Angesichts anhaltend hochsommerlicher Temperaturen ruft der Bremer Energie- und Wasserversorger swb Haushalte und Betriebe in Bremen und Bremerhaven zu einem sorgsamen Umgang mit Trinkwasser auf. Die Versorgung mit qualitativ hochwertigem Trinkwasser sei trotz des derzeit hohen Bedarfs sichergestellt, Engpässe gebe es nicht. swb betont jedoch, dass ein bewusster Verbrauch die Versorgung auch künftig sicherer mache.
Als Beispiel verweist das Unternehmen auf die Hitzewelle Ende Juni 2026: Trotz erhöhtem Wasserbedarf sei der tägliche Verbrauch damals nicht weiter angestiegen.
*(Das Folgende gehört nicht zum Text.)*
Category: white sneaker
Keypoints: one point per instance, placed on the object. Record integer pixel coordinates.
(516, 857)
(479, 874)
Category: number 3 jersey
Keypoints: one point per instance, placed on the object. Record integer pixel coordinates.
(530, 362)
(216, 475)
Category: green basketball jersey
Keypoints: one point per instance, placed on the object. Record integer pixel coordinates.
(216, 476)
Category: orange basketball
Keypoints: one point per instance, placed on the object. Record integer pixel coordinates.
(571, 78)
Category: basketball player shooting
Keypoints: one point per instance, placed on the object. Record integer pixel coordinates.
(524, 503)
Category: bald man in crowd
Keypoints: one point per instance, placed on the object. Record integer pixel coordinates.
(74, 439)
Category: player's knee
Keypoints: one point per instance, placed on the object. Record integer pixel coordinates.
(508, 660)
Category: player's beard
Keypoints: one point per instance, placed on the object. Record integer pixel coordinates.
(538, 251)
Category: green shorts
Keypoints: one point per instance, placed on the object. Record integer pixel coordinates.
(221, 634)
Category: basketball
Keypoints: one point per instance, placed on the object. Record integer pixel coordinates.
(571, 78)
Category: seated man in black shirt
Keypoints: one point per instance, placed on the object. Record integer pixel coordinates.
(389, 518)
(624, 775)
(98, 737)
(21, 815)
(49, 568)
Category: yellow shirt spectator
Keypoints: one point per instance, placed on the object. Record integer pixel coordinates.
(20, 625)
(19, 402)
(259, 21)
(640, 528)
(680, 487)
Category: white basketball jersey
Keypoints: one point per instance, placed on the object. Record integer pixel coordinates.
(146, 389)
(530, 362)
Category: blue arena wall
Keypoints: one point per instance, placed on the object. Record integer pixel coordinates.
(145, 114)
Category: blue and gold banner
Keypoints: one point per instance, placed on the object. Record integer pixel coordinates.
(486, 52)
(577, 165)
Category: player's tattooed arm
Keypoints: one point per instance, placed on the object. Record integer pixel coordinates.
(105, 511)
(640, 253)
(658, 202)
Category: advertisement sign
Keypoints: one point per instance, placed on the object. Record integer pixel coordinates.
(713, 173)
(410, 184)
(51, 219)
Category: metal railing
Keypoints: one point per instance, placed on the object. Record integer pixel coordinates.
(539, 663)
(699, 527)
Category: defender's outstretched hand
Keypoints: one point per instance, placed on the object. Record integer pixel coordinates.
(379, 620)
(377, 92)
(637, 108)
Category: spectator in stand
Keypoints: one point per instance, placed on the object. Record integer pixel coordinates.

Kleine Anpassungen im Alltag einzelner Haushalte könnten sich in Bremen und Bremerhaven zusammengerechnet auf viele hundert oder sogar tausend Kubikmeter Trinkwasser pro Tag auswirken.
swb rät dazu, den eigenen Trinkwasserverbrauch zu überprüfen und zu hinterfragen, was sich verschieben oder einsparen lässt. Dazu zählen allgemeine Reinigungsarbeiten, Autowäschen sowie das Waschen von nicht sofort benötigten Textilien und Geschirr. Auch das Bewässern von Rasen- und Grünflächen sowie das Befüllen von Pools und Planschbecken gehören dazu.
Als Vergleich nennt swb konkrete Mengen: Während eine kurze Dusche rund 30 Liter Trinkwasser verbraucht, werden für die Neubefüllung eines Schwimmbeckens rund 10.000 Liter benötigt. Gerade an besonders heißen Tagen mache dieser Unterschied bei der ins Trinkwassernetz eingespeisten Menge spürbar aus.
Tipps und Anregungen zum Wassersparen stellt swb in einem neuen Video auf YouTube sowie auf der Website swb.de/wasser-sparen zur Verfügung.